I’ve found there is something in those who go to the rivers and forests of the north that reflects those places and their intrinsic character. These are souls who live by the rhythm of the seasons, who know gratitude and peace. Rooted in the land, they love hearty meals and heartier laughs, have simple stuff, but complex thoughts. They are people like Mike, who quickly become dear to the heart. If you have gone there, you know.

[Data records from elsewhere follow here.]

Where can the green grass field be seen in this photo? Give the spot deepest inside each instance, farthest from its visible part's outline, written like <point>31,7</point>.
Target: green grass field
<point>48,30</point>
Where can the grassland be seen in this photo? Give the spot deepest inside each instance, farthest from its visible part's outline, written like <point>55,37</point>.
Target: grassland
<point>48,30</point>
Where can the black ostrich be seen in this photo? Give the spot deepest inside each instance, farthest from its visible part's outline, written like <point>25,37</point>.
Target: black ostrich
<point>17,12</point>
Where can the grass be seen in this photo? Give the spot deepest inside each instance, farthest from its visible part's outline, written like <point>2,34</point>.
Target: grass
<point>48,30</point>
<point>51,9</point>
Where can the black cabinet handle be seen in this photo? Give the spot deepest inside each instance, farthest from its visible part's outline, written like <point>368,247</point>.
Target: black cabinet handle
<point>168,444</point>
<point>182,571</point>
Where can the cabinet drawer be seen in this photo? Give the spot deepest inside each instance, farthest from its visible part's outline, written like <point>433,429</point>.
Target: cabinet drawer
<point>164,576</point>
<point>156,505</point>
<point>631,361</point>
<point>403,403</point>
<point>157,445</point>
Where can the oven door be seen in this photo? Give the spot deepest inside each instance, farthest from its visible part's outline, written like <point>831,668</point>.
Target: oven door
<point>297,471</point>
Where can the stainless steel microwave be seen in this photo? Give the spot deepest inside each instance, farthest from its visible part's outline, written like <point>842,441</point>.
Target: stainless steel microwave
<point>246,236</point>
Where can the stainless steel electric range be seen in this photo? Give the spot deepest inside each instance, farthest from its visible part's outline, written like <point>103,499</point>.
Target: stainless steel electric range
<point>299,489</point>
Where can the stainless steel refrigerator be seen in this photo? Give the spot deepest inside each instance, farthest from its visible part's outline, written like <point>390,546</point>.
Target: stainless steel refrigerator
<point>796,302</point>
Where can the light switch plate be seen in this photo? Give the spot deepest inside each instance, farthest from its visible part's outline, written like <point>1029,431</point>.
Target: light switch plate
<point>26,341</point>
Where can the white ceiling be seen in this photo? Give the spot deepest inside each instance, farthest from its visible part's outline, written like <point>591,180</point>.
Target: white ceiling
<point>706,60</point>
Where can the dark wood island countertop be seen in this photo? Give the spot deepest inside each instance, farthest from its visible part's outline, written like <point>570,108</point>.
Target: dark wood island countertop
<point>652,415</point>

If you haven’t, I hope you will!

 

Day 45: Lone Pine on the West Branch Penobscot River to Umbazooksus Stream West (14.4 miles)

The croak of a raven and glow of the sunrise made for a time of peaceful writing in camp, getting me all caught up on my journaling.  This meant, traveling solo, that I could pause during the day to journal: “The slow drifting of surface bubbles contrasted with the swift darting of the swallows, as they skimmed just inches from the water.  It was the last of that shadowed time before the bright sun illuminated all.”

DSCN8096
A new day reflected in the peaceful waters of the West Branch of the Penobscot

Not many others were on the river, but I visited several times with a young family in a canoe and kayak, telling them that I hoped that they would see a moose.  The young boy excitedly explained that anyone who spots an animal gets ice cream.  I heartily approve of that rule!

A bald eagle circling in the growing wind was the extent of the wildlife and, by the time I reached Boom House near Chesuncook Village, the conditions kept my mind fully occupied.  Chesuncook Lake, which I would cross at its northern end above Gero Island, is usually windy and choppy.  “We’re in for a wild ride,” were my parting words to the family with kids, who were heading down the length of the lake.

At first the wind was a friendly, ferocious force at my back, then a confusion of waves as I entered the lake and saw that glorious view of Katahdin and its neighbors far to the south.  Then the waves were fighting me for control of my boat.  I safely passed the comforting Graveyard Point, paddling for the most part into the powerful waves at an angle, first toward the north shore, then toward Gero Island to the south. Where would I camp?  Where could I reach?  Well, the wind answered that for me, finally just turning my boat broadside to the waves as my arms grew weary and scooting me along, thankfully close to the shore of Gero.  It felt safe, if a bit funny, to be simply along for the ride.

DSCN8104
Whitecaps race across the top of Chesuncook Lake, as seen from the protection of Gero Island.

Well, the excitement wasn’t over yet.  After lunch on a comfy log on the lee shore beach of Gero Island, I braved the wind anew to cross into the arm of Umbazooksus Stream, which stretches north above the lake, funneling the waves, this time in my direction of travel.   Staying near the west shore of the arm, I surfed with abandon, luckily having success aiming straight for Umbazooksus West campground, somewhat unusual with its road access and longterm RV residents.  I daydreamed that they were all in awe, watching my perilous journey to join them.

When I got there, the campground was deserted, the RV’s mute as to my paddling prowess.  This also meant there was no one there but me to see my empty boat, pulled fully up on the gravel beach, be picked up by the wind and deposited in the lake.  Boy did I ever drop my last load of gear and run, catching the skidding boat by one hand in waist deep water!  I will let the photos below tell the rest of the tale.  Tomorrow…Mud Pond Carry…

DSCN8107
Today gave new meaning to the term “unsettled weather,” as I experienced gusty winds, warm sunshine for swimming, violent thunderstorms, pea-sized hail, and drenching downpours.
DSCN8108
And a rainbow, viewed from inside my tent.